Although he played comparatively little part in the government of London and practised the relatively humble trade of saddler, Sewall was a wealthy man of some standing in the City. He first appears in November 1401 as a juror at the possessory assizes, and he continued to sit regularly on juries (usually for either Farringdon Ward or Cheap Ward) until the time of his death.
A substantial part of Sewall’s income came from land, which perhaps explains why he was one of the very few artisans to represent London in Parliament during our period. According to the lay subsidy return of 1412, his property in the City was worth over £24 a year, above whatever rents and casual profits accrued from his holdings in Middlesex. He owned a tenement in West Cheap, another in Gutter Lane and four more in the parish of St. Botolph Aldersgate, as well as a brewery called Le Horne in Aldersgate Street. These he acquired in stages from 1406 onwards, if not before, together with the lease of a tenement in East Cheap, which was probably The Sign of The Elephant, a property confirmed to him in July 1411 after some unspecified dispute before the mayor and aldermen of London. His first wife, Alice, the widow of a prosperous brewer, brought him an inn in the parish of St.
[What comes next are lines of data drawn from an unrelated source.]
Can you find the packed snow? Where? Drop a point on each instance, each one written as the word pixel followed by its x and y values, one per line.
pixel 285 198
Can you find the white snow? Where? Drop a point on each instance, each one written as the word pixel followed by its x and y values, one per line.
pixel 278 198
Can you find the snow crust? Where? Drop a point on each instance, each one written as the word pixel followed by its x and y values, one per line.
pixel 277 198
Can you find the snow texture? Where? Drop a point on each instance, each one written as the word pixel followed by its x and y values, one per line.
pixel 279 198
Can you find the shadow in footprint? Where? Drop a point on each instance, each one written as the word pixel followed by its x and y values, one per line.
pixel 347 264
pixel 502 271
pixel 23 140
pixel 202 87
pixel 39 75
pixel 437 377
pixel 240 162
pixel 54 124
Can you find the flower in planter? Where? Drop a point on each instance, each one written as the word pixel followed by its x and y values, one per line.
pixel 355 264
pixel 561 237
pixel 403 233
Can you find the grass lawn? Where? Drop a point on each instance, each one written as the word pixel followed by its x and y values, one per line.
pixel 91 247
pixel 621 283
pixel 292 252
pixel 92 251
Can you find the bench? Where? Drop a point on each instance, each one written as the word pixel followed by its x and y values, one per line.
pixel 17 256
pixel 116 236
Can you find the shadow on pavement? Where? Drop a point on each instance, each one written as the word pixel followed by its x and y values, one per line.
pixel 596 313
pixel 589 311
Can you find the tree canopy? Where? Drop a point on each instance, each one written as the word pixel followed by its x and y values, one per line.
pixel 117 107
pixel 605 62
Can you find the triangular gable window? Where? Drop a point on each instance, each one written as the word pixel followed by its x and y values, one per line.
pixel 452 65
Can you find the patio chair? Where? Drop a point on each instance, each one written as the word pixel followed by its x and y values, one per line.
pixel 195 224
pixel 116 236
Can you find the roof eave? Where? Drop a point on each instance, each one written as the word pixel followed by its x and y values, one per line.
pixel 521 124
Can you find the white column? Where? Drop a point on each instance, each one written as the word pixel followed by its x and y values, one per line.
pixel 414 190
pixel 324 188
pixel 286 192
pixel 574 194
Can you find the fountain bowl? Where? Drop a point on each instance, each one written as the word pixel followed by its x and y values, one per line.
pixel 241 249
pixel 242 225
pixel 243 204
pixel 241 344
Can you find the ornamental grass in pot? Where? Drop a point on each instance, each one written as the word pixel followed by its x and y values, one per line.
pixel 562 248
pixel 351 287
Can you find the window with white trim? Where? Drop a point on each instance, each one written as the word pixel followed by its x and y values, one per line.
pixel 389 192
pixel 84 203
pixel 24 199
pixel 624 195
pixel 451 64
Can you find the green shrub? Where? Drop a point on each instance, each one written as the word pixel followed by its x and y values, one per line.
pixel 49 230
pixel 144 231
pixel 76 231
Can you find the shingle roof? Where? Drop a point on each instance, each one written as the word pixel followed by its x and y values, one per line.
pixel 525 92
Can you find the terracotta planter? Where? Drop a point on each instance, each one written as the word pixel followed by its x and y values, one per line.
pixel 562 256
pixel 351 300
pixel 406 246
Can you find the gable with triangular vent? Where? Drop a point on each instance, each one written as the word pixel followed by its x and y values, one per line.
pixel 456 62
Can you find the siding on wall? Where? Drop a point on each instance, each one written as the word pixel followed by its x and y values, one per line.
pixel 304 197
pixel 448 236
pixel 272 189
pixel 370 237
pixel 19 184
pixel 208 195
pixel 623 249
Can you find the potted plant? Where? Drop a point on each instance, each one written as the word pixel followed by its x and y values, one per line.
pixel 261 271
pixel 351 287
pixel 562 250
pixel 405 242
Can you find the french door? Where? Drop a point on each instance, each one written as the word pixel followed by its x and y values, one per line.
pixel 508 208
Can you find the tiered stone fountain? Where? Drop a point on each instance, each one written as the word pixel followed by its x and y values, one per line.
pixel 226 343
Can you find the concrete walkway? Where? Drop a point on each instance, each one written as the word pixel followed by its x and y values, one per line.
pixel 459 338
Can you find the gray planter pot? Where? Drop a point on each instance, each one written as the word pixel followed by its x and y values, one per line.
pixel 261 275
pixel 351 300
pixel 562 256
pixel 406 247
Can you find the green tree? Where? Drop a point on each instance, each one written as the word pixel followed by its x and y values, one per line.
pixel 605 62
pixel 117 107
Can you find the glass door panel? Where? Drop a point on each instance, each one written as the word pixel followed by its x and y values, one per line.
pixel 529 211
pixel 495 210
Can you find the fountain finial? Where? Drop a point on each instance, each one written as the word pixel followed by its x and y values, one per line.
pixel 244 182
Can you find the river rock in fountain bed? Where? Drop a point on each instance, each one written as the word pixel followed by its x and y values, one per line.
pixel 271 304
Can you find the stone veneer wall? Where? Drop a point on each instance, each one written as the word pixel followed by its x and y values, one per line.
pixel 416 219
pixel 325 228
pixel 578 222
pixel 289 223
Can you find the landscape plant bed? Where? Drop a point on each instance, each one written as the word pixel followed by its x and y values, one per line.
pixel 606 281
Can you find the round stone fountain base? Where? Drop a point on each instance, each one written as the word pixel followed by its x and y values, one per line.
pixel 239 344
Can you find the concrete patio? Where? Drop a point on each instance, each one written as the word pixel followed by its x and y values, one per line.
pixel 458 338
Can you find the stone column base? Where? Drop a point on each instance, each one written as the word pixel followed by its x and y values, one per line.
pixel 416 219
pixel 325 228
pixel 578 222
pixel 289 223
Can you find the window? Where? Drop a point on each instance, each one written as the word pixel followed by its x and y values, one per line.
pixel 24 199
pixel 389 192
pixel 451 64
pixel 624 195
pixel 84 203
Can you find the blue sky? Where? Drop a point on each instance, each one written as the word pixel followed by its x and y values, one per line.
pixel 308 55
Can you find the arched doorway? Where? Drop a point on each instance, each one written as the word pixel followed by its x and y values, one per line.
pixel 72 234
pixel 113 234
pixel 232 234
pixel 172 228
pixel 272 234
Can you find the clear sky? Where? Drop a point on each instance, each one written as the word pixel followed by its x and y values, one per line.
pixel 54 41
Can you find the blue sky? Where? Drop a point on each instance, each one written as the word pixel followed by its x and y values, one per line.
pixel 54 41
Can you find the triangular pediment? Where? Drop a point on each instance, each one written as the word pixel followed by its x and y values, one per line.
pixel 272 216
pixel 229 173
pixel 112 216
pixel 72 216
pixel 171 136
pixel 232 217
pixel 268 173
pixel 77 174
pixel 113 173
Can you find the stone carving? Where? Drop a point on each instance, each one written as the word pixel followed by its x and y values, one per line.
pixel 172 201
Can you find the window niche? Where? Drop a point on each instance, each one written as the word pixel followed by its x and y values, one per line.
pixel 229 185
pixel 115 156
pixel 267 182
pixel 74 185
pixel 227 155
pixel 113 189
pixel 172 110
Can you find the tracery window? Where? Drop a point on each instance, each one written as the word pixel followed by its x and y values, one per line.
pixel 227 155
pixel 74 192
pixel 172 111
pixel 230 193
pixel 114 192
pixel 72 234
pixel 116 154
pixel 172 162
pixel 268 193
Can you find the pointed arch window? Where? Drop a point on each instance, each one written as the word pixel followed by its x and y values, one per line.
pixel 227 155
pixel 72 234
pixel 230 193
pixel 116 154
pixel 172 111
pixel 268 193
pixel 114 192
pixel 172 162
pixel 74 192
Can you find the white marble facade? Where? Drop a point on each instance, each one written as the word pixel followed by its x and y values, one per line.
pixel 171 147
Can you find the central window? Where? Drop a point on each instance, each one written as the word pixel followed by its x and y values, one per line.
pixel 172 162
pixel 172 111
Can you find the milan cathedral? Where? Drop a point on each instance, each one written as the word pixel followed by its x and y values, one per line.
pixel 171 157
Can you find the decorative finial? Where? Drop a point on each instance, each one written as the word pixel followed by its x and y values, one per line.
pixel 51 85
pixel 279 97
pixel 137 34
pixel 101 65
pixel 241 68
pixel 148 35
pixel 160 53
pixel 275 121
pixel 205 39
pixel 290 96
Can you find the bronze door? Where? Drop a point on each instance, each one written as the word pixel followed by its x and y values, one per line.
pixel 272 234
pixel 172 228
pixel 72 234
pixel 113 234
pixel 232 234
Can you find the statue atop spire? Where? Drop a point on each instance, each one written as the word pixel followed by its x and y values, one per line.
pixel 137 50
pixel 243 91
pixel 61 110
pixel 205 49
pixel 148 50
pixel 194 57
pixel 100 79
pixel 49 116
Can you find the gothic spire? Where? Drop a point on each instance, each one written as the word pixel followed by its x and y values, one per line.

Mary Colechurch and a tenement in Seacoal Lane, but she died soon after their marriage and the premises passed out of his hands, along with the £130 which she held in custody for her young children. It may have been through his second wife that he obtained possession of three tenements in Pinner, Middlesex, her previous husbands having owned land in the county.
Sewall himself died between 30 Dec. 1429 and 8 Jan. following, and was buried in the church of St. Peter, West Cheap. His two children, Henry and Elizabeth, inherited all his property, which, in the event of their dying without issue, was to revert to the Saddlers’ Company for the support of various charitable and pious bequests.